= Nico H.J. van den Boogaard =

Dutch medievalist scholar

Nicolaas ("Nico") Hendricus Johannes van den Boogaard (28 October 1938, Amsterdam – 25 December 1982, Heemstede) was a medievalist scholar, professor, and dean of the Faculty of Letters at the University of Amsterdam.

==Career==
In addition to his work as a teacher and administrator, he published widely on medieval French literature. His doctoral dissertation, Rondeaux et refrains du XIIe siècle au début du XIVe: Collationnement, introduction et notes (Paris: Klincksieck, 1969), continues to be cited. This dissertation built a corpus of Old French lyric poetry that Van den Boogaard then put into a computer database. In 1970, he
enlarged the database and generated statistical information about several genres of medieval French literature. He was a pioneer in the field of digital humanities, as well as a scholar of Old French philology and literature.

With Willem Noomen, he co-edited the ten-volume Nouveau recueil complet des fabliaux (NRCF) (Assen, Holland: Van Gorcum, 1983-2001), ISBN 9023219864 (volume 1) and ISBN 9023219872 (volume 1 paperback), ISBN 9789023220466 (volume 2), ISBN 9789023221746 (volume 3), ISBN 9789023223641 (volume 4), ISBN 9789023224662 (volume 5), ISBN 9789023226338 (volume 6), ISBN 9789023228240 (volume 7), ISBN 9789023229629 (volume 8), ISBN 9789023232001 (volume 9), and ISBN 9789023233299 (volume 10).

He did not live to see it published. He died unexpectedly of cardiac arrest at age 44, on Christmas Day in 1982.

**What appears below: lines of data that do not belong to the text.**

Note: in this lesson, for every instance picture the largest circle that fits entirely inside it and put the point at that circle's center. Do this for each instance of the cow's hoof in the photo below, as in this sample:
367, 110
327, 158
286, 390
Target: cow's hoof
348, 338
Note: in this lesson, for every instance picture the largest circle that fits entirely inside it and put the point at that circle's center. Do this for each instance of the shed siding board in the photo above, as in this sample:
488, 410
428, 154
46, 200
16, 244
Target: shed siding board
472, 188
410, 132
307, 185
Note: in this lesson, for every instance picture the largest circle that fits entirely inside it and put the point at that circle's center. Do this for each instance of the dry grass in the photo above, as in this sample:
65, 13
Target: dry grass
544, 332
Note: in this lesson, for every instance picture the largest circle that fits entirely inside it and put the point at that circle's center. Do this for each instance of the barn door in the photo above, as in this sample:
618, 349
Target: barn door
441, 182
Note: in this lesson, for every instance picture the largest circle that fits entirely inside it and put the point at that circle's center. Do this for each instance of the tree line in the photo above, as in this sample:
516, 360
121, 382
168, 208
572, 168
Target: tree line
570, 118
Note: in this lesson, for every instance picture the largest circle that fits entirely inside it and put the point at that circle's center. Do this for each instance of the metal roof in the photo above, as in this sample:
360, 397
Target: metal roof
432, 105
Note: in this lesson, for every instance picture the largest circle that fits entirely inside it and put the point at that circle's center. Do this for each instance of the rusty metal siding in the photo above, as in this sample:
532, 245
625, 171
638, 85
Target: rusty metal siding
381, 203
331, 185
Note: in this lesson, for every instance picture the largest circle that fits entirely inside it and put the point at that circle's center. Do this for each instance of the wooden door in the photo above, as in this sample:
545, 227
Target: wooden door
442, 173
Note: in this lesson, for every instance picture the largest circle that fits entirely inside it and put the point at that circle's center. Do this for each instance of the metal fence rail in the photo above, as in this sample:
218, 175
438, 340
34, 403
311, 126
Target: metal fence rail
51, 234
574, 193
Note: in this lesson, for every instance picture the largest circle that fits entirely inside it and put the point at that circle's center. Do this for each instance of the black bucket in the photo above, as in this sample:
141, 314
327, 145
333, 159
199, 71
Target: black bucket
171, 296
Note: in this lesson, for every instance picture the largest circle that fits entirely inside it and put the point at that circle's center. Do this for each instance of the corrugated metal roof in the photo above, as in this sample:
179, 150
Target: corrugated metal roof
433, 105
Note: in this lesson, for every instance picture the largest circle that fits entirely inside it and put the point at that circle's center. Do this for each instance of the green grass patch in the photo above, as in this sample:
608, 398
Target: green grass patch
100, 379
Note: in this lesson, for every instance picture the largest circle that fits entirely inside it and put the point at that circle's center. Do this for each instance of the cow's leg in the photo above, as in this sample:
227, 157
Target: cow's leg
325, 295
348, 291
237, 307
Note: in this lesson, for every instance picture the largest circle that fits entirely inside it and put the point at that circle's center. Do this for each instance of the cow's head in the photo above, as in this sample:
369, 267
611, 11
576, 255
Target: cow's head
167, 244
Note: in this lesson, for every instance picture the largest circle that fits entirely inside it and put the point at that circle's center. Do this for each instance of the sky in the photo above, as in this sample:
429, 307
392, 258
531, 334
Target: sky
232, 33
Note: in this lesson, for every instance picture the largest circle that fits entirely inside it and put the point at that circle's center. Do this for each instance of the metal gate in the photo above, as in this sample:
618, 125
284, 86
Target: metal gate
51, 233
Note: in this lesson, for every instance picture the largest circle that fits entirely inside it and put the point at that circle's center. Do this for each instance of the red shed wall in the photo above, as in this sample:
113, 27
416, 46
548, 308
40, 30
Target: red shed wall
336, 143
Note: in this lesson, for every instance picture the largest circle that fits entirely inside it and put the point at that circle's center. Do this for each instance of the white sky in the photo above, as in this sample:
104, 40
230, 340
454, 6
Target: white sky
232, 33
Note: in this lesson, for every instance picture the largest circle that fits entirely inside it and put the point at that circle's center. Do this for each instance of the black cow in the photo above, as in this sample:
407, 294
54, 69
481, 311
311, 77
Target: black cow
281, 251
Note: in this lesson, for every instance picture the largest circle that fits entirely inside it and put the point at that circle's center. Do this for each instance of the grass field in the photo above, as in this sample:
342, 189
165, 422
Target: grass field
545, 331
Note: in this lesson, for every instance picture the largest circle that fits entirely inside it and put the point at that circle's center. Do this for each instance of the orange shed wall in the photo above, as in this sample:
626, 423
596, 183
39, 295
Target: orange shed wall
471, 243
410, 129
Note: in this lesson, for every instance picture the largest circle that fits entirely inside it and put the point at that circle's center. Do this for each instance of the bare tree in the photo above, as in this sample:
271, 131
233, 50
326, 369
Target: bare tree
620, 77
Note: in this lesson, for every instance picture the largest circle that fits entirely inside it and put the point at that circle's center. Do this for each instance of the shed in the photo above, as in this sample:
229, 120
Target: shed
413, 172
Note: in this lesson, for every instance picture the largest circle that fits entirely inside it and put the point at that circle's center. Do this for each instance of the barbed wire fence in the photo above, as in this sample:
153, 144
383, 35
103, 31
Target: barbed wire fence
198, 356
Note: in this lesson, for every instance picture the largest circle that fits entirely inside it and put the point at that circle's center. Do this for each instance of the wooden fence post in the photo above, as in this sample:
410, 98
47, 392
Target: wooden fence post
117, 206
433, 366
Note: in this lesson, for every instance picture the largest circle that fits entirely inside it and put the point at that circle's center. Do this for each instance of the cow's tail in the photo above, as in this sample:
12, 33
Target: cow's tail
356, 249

Many of the medievalist articles that Van den Boogaard wrote between 1962 and 1982 were republished after his death in the anthology Autour de 1300: Etudes de philologie et de littérature médiévales (Amsterdam: Rodopi, 1985), ISBN 9062035183 / ISBN 9789062035182. A bibliography of his publications, listing two dozen articles as well as book reviews and collaborative papers, is included in the introduction to Autour de 1300, pages xxi-xxiv.

Van den Boogaard's style of academic writing was modern, modest, interdisciplinary, good-humored, and accessible to a broad audience.